Re: RFC: Petition Intel/AMD to add POPF_IF insn

From: Linus Torvalds
Date: Wed Aug 17 2016 - 15:54:10 EST


On Wed, Aug 17, 2016 at 12:35 PM, Denys Vlasenko <dvlasenk@xxxxxxxxxx> wrote:
>
> Experimentally, POPF is stupidly slow _always_. 6 cycles
> even if none of the "scary" flags are changed.

6 cycles is nothing.

That's basically the overhead of "oops, I need to use the microcode sequencer".

One issue is that the intel decoders (AMD too, for that matter) can
only generate a fairly small set of uops for any instruction. Some
instructions are really trivial to decode (popf definitely falls under
that heading), but are more than just a couple of uops, so you end up
having to use the uop sequencer logic.

According to Agner Fog's tables, there's one or two
micro-architectures that actually dot he simple "popf" case with a
single cycle throughput, but that's the very unusual case.

You can't even fit the "pop a value, see if only the arithmetic flags
changed, trap to microcode otherwise" into the three of four uops that
the "complex decoder" can generate directly.

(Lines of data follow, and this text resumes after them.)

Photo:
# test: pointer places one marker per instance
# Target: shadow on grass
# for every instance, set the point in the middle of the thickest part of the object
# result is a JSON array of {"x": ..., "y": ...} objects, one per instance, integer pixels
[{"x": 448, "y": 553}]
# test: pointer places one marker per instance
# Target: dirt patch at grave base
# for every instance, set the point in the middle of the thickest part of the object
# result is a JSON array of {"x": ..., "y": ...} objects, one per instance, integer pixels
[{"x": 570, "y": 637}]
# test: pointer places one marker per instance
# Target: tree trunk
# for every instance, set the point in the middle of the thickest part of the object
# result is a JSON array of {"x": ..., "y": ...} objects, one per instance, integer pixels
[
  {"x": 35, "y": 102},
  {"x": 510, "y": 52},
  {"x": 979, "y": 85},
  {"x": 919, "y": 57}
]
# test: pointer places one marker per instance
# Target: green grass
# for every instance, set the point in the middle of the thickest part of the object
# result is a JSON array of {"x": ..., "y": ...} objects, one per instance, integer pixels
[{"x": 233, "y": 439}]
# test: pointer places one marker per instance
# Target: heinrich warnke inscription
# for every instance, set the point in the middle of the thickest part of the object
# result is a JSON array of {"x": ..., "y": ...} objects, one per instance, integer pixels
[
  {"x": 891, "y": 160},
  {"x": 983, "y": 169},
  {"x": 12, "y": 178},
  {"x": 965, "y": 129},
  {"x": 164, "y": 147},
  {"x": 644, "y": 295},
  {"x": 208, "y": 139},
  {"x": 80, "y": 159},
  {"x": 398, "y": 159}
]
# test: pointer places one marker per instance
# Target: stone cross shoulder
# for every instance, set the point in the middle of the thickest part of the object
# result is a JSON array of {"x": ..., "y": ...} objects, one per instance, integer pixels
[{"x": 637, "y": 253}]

And that "fall back to the uop sequencer engine" tends to just always
cause several cycles regardless. So yes, microcode tends to be slow
even for what would otherwise be trivial operations. You'd think Intel
could do as well as they do for the L0 uop cache, but afaik they
don't.

Anyway, six cycles is fast. I'd *love* for popf to actually be just 6
cycles when IF changes. It's much much worse iirc (although honestly,
I haven't timed it in years - it's much easier to time just the
arithmetic flag changes).

It used to be more like a hundred cycles on Prescott.

Linus